Comment 20 for bug 1681909

------- Comment From <email address hidden> 2018-03-06 11:15 EDT-------
(In reply to comment #45)
> Hi, Murilo.
>
> Can you test it on 16.04 using kdump-tools from xenial-proposed? Maybe the
> noirqdistrib option might be related to the EEH issues.
>

Ok, I'll give it a try.

(In reply to comment #46)
> Looking at the log, I noticed the EEH is frozen right after finding the
> Broadcom card. Is that one the tg3?
>
> [ OK ] Found device NetXtreme BCM5719 Gigabit Ethernet PCIe.
> [ 8.191135] EEH: Frozen PE#7 on PHB#21 detected
> [ 8.191280] EEH: PE location: S00210f, PHB location: N/A

Yeah correct, this is the tg3 device. But the EEH is seen in a PHB different then the one the adapter is in.

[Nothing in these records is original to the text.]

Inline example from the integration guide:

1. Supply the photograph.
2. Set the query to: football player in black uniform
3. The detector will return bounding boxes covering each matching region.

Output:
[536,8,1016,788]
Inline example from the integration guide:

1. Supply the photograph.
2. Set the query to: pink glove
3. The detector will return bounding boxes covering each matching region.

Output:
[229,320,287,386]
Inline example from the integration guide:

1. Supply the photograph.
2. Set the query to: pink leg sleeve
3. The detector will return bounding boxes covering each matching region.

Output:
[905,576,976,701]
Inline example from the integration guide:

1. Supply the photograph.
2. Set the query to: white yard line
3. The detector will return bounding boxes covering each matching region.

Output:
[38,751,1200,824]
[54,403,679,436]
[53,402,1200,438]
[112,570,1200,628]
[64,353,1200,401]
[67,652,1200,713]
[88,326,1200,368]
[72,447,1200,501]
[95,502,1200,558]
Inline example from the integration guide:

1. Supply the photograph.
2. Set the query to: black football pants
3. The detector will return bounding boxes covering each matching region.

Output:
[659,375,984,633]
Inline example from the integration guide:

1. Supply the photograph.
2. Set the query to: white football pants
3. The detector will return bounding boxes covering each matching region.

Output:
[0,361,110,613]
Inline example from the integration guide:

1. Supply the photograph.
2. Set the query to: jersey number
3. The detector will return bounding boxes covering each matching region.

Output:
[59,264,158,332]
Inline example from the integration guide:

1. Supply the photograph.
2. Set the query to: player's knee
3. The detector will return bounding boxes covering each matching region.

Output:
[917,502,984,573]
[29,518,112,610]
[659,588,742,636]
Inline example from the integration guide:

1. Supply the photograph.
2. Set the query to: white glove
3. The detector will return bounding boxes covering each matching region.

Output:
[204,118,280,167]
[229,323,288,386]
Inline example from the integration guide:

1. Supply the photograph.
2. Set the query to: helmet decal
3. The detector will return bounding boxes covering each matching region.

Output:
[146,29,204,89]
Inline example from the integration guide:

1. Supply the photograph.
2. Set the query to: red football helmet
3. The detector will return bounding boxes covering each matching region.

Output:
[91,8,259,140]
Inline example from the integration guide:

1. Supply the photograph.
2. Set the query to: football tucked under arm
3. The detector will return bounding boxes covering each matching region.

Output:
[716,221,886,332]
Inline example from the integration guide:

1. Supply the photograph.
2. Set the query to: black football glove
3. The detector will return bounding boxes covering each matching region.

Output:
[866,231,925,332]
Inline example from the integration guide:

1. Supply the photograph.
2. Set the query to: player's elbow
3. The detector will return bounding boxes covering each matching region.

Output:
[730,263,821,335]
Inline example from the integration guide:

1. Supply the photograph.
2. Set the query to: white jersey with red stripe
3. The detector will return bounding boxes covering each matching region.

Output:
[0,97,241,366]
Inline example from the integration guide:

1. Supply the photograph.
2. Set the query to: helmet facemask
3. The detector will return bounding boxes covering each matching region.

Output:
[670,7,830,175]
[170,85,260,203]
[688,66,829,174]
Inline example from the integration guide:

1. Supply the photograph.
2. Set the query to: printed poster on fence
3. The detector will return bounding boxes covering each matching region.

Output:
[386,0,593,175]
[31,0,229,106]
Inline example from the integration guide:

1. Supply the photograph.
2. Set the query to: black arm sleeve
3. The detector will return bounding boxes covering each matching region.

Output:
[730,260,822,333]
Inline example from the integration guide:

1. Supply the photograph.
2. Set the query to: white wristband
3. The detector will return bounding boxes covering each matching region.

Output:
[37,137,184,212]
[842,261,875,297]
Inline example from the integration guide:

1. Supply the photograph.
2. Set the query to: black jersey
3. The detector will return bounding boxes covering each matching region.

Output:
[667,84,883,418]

This adapter is PHB#01, where the EEH is seen in the PHB#21.

>
> Also, the recovery problem seems to be caused by ast.
>
> [ 18.267005] EEH: 2100000 reads ignored for recovering device at
> location=S00210f driver=ast pci addr=0021:10:00.0
> [ 18.267334] EEH: Might be infinite loop in ast driver
>
> Looking at the upstream logs, one commit came up. Can you open a new bug for
> it?
>
> commit 298360af3dab45659810fdc51aba0c9f4097e4f6
> Author: Russell Currey <email address hidden>
> Date: Thu Dec 15 16:12:41 2016 +1100
>
> drivers/gpu/drm/ast: Fix infinite loop if read fails

Cascardo, about the mentioned patch, it is already in this kernel, when I look at the changelog for linux-image-4.4.0-116-generic:
* Xenial update to v4.4.41 stable release (LP: #1655041)
- drivers/gpu/drm/ast: Fix infinite loop if read fails

And also this is not the only device that is hitting the EEH, when I blacklisted the ast module I still see the EEH hitting the other slots behind the PLX switch

I was able to collect a full dmesg output by adding the dmesg command to the KDUMP_FAIL_CMD option, still no luck in getting it to drop to a shell.